Cuba announces installation of Wi-Fi on trains
HAVANA, March 17 The state-owned Integral Telecommunications Solutions Company Solintel S.A. plans to start installing Wi-Fi networks in the few and delayed Cuban national trains as of September of this year, reports the Escambray provincial media.
The director of Solintel S.A., Robelis Lambert Matos, said that the aspiration is to close the current year with the wireless internet connection service in some sections covered by the Cuban Railway Union (UFC), but did not specify which ones.
Judging by what Lambert Matos declared, the project is just beginning, as he pointed out that it is still necessary to define the “necessary equipment to allow connectivity, analyze the internal structure of the wagons for the installation of equipment and power outlets, as well as determine the best commercial strategy to promote the service.”

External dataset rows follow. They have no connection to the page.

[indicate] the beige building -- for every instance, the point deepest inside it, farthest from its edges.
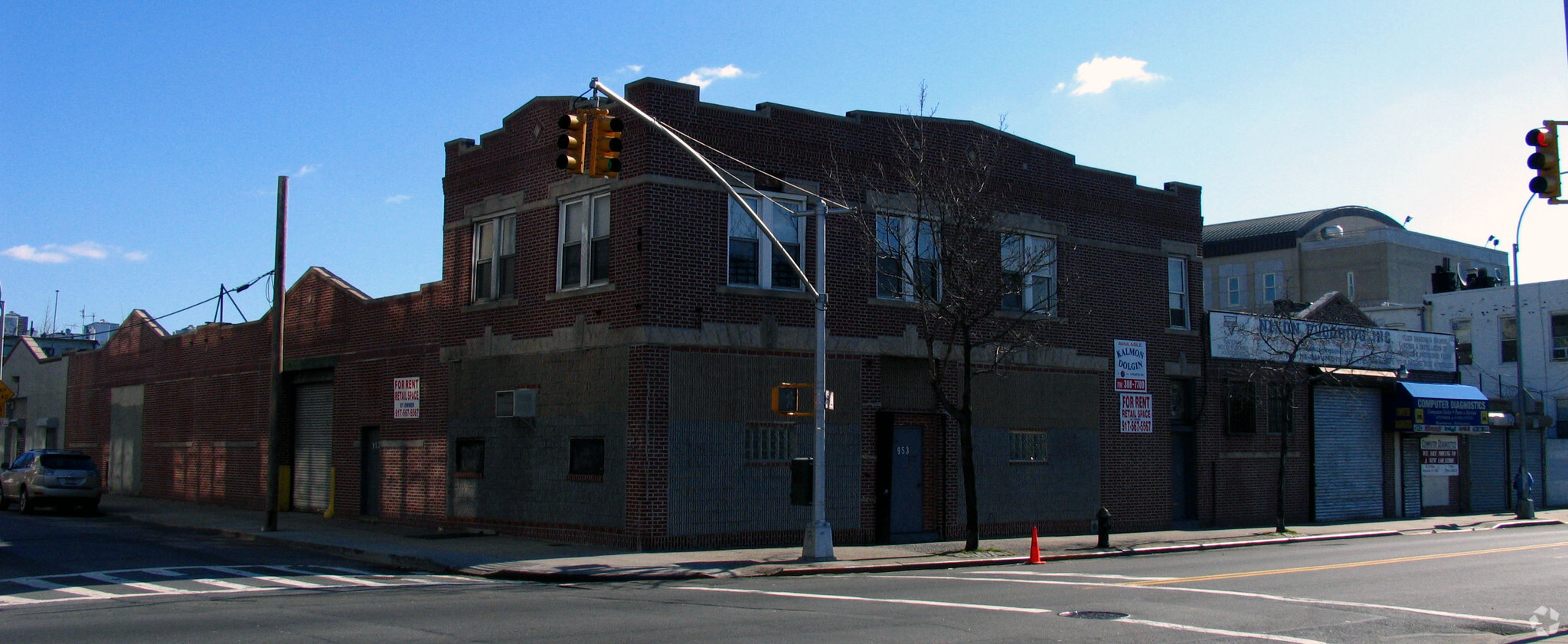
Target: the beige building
(1352, 250)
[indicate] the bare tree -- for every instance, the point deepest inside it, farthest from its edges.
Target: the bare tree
(1292, 355)
(944, 242)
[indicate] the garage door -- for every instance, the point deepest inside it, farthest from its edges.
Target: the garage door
(1348, 453)
(312, 446)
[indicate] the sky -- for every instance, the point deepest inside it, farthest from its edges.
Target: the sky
(142, 143)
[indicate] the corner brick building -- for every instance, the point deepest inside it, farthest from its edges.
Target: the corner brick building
(596, 356)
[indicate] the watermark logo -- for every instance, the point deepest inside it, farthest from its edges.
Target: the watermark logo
(1547, 621)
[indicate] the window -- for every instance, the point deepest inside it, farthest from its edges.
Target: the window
(1181, 403)
(1270, 287)
(1280, 413)
(753, 260)
(1462, 342)
(1509, 329)
(471, 458)
(586, 458)
(585, 242)
(495, 257)
(1029, 265)
(906, 262)
(1177, 287)
(770, 443)
(1029, 447)
(1559, 337)
(1240, 408)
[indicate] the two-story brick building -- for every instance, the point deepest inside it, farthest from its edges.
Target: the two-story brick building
(596, 356)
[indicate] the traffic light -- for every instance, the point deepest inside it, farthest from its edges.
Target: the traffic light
(606, 155)
(1545, 162)
(573, 143)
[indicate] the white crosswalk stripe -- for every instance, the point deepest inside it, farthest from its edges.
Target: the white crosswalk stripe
(200, 580)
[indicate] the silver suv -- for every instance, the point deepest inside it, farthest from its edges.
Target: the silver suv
(51, 479)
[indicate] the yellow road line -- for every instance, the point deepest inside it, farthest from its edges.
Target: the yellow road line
(1340, 566)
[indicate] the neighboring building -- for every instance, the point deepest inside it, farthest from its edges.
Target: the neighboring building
(1491, 339)
(1351, 250)
(38, 413)
(601, 375)
(1358, 406)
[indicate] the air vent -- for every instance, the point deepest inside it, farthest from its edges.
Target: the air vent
(516, 403)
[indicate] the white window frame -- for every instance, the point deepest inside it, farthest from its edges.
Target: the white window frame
(1270, 287)
(1233, 292)
(1038, 253)
(789, 229)
(589, 240)
(913, 234)
(1177, 290)
(493, 266)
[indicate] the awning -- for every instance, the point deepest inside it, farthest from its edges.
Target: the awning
(1439, 410)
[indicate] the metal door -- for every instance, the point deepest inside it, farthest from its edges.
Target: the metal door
(1348, 453)
(369, 472)
(312, 446)
(906, 515)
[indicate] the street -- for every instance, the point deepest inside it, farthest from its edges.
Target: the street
(106, 579)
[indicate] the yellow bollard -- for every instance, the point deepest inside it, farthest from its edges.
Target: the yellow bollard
(332, 494)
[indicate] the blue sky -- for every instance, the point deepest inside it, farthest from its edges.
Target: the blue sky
(142, 142)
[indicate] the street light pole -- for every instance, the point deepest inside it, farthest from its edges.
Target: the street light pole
(1523, 506)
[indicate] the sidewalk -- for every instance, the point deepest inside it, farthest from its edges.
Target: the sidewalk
(518, 558)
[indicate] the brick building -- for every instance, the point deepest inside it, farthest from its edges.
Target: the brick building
(596, 356)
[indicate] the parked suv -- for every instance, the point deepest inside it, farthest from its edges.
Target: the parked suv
(51, 479)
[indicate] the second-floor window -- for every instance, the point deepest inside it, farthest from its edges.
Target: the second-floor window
(753, 259)
(906, 259)
(1177, 290)
(1509, 331)
(1029, 265)
(495, 257)
(585, 242)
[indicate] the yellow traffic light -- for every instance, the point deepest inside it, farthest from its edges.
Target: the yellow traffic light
(606, 155)
(792, 398)
(574, 142)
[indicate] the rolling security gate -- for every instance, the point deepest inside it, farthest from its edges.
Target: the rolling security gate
(1348, 453)
(312, 446)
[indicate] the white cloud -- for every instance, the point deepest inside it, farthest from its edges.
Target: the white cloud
(704, 76)
(1099, 74)
(61, 254)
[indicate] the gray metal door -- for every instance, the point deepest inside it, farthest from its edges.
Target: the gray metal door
(905, 515)
(1348, 453)
(312, 446)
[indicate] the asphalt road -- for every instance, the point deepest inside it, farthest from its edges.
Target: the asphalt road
(100, 579)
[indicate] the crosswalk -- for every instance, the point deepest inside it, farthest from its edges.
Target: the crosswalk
(200, 580)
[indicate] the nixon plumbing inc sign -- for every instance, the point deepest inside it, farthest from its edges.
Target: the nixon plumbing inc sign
(1274, 339)
(1132, 386)
(405, 397)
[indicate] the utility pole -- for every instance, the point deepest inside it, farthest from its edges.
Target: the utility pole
(275, 414)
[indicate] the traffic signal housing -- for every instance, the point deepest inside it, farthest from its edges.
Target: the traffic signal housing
(606, 154)
(1545, 162)
(573, 143)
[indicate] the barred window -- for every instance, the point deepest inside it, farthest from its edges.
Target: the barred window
(1029, 447)
(770, 443)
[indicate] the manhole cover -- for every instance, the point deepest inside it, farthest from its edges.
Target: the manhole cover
(1093, 615)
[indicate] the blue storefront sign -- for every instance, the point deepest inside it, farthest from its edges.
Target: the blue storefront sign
(1439, 410)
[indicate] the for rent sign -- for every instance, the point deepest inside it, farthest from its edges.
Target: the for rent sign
(405, 397)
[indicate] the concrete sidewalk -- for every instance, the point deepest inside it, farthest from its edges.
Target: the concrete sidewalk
(508, 557)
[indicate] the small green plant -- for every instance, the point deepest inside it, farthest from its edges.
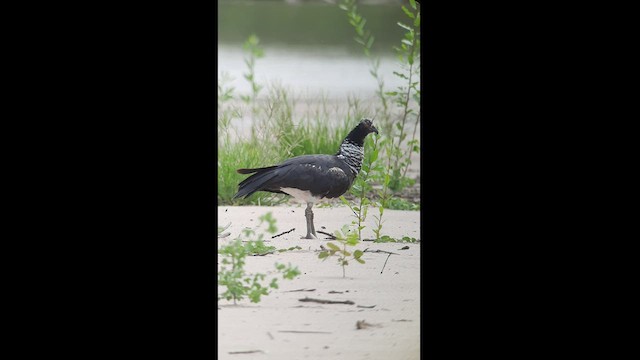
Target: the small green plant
(232, 275)
(361, 187)
(346, 237)
(408, 54)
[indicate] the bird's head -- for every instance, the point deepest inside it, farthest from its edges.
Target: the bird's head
(367, 126)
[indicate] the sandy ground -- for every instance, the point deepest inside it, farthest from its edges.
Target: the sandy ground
(282, 327)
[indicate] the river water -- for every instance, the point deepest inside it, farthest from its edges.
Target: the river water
(309, 47)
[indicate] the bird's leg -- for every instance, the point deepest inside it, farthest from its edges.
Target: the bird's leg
(311, 230)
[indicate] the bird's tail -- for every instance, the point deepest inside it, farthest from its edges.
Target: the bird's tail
(254, 182)
(251, 171)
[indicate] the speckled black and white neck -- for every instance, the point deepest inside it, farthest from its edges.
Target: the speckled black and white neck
(352, 154)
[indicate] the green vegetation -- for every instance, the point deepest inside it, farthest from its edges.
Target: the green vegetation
(276, 120)
(232, 275)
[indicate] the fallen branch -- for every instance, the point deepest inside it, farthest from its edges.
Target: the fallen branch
(348, 302)
(386, 252)
(332, 237)
(245, 352)
(286, 232)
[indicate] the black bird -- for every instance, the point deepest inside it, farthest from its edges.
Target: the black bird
(310, 178)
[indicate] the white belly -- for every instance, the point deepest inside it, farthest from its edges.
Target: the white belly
(301, 195)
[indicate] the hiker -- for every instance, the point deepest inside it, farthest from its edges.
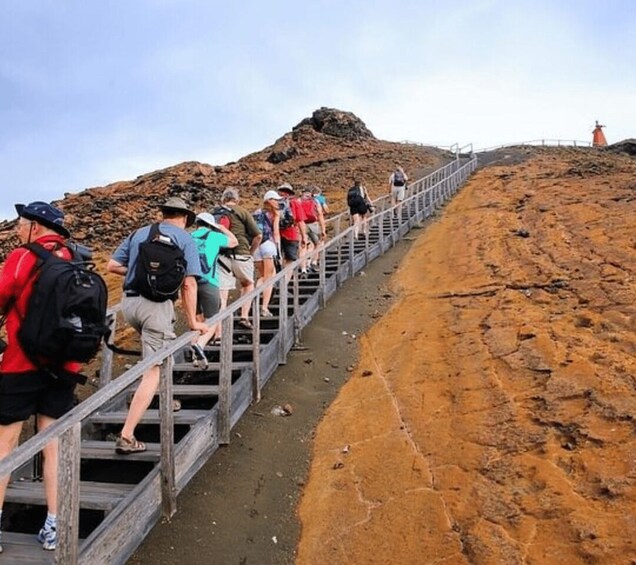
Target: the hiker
(321, 199)
(315, 224)
(397, 189)
(267, 218)
(27, 388)
(148, 302)
(210, 238)
(293, 232)
(238, 264)
(359, 205)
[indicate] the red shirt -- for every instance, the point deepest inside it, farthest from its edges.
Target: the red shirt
(16, 283)
(293, 233)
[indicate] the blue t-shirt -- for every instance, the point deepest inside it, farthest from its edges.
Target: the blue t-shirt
(209, 243)
(127, 252)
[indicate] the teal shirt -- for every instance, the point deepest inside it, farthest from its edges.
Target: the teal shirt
(209, 243)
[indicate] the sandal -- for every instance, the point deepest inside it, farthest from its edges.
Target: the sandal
(245, 323)
(198, 356)
(125, 446)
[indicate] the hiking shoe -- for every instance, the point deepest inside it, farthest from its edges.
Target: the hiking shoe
(48, 537)
(125, 446)
(245, 324)
(198, 356)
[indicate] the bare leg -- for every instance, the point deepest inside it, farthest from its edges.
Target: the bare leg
(50, 453)
(9, 437)
(245, 309)
(140, 402)
(269, 271)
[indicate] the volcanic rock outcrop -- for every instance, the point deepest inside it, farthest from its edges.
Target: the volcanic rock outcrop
(328, 149)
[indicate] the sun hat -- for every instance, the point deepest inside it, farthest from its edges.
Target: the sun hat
(207, 219)
(272, 195)
(45, 214)
(176, 204)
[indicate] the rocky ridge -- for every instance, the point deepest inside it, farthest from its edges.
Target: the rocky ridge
(328, 149)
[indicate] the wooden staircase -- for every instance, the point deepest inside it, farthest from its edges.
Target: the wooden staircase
(108, 502)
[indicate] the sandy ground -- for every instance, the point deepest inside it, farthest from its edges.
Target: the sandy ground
(489, 417)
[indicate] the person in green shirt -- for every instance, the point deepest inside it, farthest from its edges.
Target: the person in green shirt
(210, 237)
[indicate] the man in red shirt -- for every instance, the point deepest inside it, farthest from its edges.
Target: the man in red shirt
(293, 232)
(26, 389)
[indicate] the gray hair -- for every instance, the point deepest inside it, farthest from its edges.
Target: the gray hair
(229, 194)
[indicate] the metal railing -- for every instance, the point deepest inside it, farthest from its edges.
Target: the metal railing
(423, 197)
(540, 143)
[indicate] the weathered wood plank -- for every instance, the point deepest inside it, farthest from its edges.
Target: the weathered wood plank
(95, 449)
(166, 414)
(150, 417)
(24, 549)
(68, 487)
(92, 495)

The state media did not indicate the cost of the project. The manager of Solintel S.A told Escambray that “the infrastructure of the network and 4G mobile telephony on the railway’s central line are also under study, as well as the detection of so-called silence zones”, in which passengers will not be able to use that service.
Although the Government has tried to revive the dire state of the railways in Cuba with financing from its Russian and Chinese allies, in practice these investments have not succeeded in modernizing the island’s railway system.
In October 2019, the Russian state company RZD (Russian Railways) signed an agreement with the UFC to modernize the Cuban railway system, a project valued at 2,314 million dollars and financed entirely by Moscow.
But at the end of 2020, Moscow suspended the agreement due to the fact that the Government of Cuba did not pay the Russian state company RZD the established amounts.
In October of last year, the Chinese company Beijing Fangian Technology Co. signed agreements of intent with the state company UFC for the restoration of railway workshops and locomotives of the Ferromar company, located in the Mariel Special Development Zone, in addition to the importation of parts and parts of railway equipment.
In April of last year, it was revealed in the official Juventud Rebelde media that barely four of the six locomotives that the country has for the transfer of passengers are working, all with more than ten years of operation.
Due to the poor condition of the railways, the technicians recommend a maximum speed of 70km per hour. This means that a train trip from Havana to Guantanamo —if there are no delays or breakages along the way— can take up to 21 hours.